OFAC settles with FTI Consulting for $1.05 million over indirect VTB debt dealings
The U.S. Treasury’s Office of Foreign Assets Control said FTI Consulting agreed to pay $1.05 million to settle apparent violations tied to prohibited debt dealings involving sanctioned Russian lender VTB.
WASHINGTON, June 1, 2026 — The U.S. Department of the Treasury’s Office of Foreign Assets Control announced a $1.05 million settlement with FTI Consulting Inc. over apparent violations of Russia-related sectoral sanctions, saying the Washington-based advisory firm indirectly dealt in prohibited debt of VTB Bank on six occasions between April 2019 and May 2021.
OFAC said FTI, working through a law firm on litigation for VTB in Singapore, issued invoices that were ultimately to be paid by VTB, a Russian state-owned bank on OFAC’s Sectoral Sanctions Identification List and subject to Directive 1 restrictions on new debt of longer than 14 days maturity. According to the enforcement release, invoices went unpaid or were paid well beyond the permissible tenor while FTI continued to perform services, which OFAC said amounted to indirect dealings in prohibited debt.
The agency said the case was non-egregious and not voluntarily self-disclosed, although FTI later notified OFAC after investigating the conduct and cooperated with the probe. OFAC said the $1.05 million settlement was above the $525,000 base penalty schedule amount, reflecting its view that the case should help promote compliance by similarly situated firms.

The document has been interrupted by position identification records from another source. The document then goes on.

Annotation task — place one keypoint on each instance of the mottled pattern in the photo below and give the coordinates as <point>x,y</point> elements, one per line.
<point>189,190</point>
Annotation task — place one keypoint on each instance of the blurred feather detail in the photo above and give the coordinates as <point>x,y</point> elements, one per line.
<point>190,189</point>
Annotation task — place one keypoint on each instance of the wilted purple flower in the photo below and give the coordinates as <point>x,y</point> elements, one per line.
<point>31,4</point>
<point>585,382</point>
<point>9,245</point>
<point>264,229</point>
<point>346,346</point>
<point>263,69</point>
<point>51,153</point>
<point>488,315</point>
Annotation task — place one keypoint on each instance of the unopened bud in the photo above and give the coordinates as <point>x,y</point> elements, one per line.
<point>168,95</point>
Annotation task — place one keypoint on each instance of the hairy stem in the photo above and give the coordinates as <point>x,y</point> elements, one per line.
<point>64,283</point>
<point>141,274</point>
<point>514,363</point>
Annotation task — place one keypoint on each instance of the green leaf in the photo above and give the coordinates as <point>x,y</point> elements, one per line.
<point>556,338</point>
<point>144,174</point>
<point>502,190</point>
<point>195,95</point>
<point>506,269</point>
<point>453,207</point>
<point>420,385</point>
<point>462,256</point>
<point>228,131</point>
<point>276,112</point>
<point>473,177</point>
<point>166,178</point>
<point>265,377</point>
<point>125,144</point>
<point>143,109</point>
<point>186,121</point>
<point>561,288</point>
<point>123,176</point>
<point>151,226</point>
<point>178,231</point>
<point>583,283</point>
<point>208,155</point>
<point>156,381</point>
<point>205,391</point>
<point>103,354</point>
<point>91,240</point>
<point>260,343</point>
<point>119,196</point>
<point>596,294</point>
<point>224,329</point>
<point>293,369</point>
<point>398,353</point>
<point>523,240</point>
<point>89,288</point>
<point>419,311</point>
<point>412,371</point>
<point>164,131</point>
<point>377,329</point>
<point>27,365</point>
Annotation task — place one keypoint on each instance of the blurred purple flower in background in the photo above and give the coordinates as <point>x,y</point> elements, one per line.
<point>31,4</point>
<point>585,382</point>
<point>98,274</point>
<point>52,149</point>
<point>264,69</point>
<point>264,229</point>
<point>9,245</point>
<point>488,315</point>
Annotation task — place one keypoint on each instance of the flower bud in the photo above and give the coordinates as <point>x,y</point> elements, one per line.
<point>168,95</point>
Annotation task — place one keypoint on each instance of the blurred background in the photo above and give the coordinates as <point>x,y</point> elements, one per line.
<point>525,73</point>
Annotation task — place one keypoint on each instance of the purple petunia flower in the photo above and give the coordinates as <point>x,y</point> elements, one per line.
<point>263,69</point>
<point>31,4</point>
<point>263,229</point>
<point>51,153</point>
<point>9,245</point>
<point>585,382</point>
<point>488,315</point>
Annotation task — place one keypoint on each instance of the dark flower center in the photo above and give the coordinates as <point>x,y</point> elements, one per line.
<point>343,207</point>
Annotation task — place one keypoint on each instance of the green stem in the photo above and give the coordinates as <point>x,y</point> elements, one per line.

OFAC highlighted several aggravating factors, including that FTI and certain senior managers recognized sanctions risks at the outset but still missed repeated warning signs, continued work despite overdue invoices, and participated in discussions with VTB about late payments. The agency also said the payment structure obscured activity that might otherwise have been screened more effectively by intermediaries.
As mitigation, OFAC cited FTI’s cooperation, the relatively small transaction volume compared with the firm’s overall business, and compliance enhancements including added sectoral sanctions training, revised screening policies and stronger controls adopted after Russia’s full-scale invasion of Ukraine. The action underscores OFAC’s warning that U.S. persons cannot do indirectly what they are barred from doing directly.